Фельдшер послушно закусил огурцом.
– Ну как? – спросила Елизавета Петровна.
Фельдшер подумал и сказал:
– Хорош!
Потом он вопросительно посмотрел на Елизавету Петровну и спросил:
– Фёдоровна? – и добавил: – Я по запаху слышу: Фёдоровна!
– Да, – подтвердила Елизавета Петровна, – Фёдоровна, кто ж ещё?
– Он там в пазике ходит, – сказал фельдшер, – холодильники открывает, мешки прокалывает ножницами. Весь забрызгался.
Он опять стал говорить неестественно возбуждённым голосом, как будто речь шла о мальчишке, который набезобразничал.
– Ну и допрыгался, сердешный, – сказала Елизавета Петровна, – говорила я ему, ничего хорошего из этой твоей затеи не будет! Нельзя тебе с армией связываться. Да кто меня слушает? Давай, – она повернулась к Иевлевой, – одевайся.

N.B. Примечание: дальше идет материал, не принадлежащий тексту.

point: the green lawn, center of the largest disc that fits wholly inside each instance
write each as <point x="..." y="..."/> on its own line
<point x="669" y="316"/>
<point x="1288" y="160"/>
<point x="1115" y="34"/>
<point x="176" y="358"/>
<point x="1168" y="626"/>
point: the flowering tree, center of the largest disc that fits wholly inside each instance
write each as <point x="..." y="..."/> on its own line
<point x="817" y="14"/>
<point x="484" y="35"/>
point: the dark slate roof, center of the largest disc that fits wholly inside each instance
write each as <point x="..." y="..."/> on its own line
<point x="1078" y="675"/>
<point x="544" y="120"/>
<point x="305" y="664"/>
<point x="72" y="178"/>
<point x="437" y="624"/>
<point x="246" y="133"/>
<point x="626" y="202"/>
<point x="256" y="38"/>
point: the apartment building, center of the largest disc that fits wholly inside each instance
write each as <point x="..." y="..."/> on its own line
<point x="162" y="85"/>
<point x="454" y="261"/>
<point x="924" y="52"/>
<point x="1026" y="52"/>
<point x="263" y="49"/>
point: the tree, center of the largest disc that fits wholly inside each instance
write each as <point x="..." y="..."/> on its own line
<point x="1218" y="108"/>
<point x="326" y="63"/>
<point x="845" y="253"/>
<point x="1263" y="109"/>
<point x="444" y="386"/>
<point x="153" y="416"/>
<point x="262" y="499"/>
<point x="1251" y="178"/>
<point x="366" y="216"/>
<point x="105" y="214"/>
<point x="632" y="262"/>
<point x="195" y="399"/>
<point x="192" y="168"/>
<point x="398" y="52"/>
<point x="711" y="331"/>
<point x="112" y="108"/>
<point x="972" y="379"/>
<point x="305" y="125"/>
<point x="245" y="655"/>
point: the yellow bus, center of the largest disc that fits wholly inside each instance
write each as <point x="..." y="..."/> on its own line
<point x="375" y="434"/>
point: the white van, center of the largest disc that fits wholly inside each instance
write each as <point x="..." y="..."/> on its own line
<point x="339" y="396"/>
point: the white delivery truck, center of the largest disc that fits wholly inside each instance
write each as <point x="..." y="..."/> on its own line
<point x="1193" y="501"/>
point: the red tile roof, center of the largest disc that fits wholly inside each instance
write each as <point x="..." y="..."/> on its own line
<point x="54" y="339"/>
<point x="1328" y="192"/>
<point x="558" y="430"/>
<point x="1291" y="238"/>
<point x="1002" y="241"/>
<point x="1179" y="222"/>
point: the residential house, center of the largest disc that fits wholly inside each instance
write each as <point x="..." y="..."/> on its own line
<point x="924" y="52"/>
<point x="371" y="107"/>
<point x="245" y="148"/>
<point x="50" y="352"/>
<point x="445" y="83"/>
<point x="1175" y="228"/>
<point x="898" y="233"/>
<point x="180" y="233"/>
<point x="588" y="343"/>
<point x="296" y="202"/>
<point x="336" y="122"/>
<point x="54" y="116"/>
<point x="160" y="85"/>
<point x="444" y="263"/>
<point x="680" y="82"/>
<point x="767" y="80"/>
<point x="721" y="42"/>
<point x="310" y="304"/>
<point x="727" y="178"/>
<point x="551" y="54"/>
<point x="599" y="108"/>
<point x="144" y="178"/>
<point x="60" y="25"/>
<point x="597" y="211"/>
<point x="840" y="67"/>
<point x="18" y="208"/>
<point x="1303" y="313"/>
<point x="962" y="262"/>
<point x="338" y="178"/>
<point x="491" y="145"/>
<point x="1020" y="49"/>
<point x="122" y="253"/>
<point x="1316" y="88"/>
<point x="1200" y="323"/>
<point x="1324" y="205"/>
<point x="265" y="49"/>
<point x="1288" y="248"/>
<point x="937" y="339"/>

Они вышли на улицу, Петровна повернулась к фельдшеру и сказала:
– Ты знаешь что, ты это, иди к себе, а хочешь, вернись, у меня подожди, нечего тебе там делать!
– Да, я к себе пойду! – сказал фельдшер.
Он повернулся и пошёл к своему дому. А женщины заспешили в сторону площади, на которой стоял изуродованный ящером пазик.
Навстречу им, со стороны площади, шёл мужчина в пальто. Это был парторг. На голове у него не было шапки, волосы были растрёпаны, пальто расстёгнуто. Шёл он прямо на женщин, но их не видел.
Вдруг он остановился и сказал довольно громко:
– Слава Тебе, Господи, Иисусе Христе! Слава Тебе, Господи, во веки веков! Аминь!
Он поднял правую руку с перстами, сложенными в щепоть, и медленно, с широким размахом перекрестился.
Петровна схватила Иевлеву за руку, дёрнула её к себе и приложила палец к губам, мол, молчи! Парторг ещё раз перекрестился и опять повторил:
– Слава Тебе, Господи! Слава Тебе, Господи! Слава!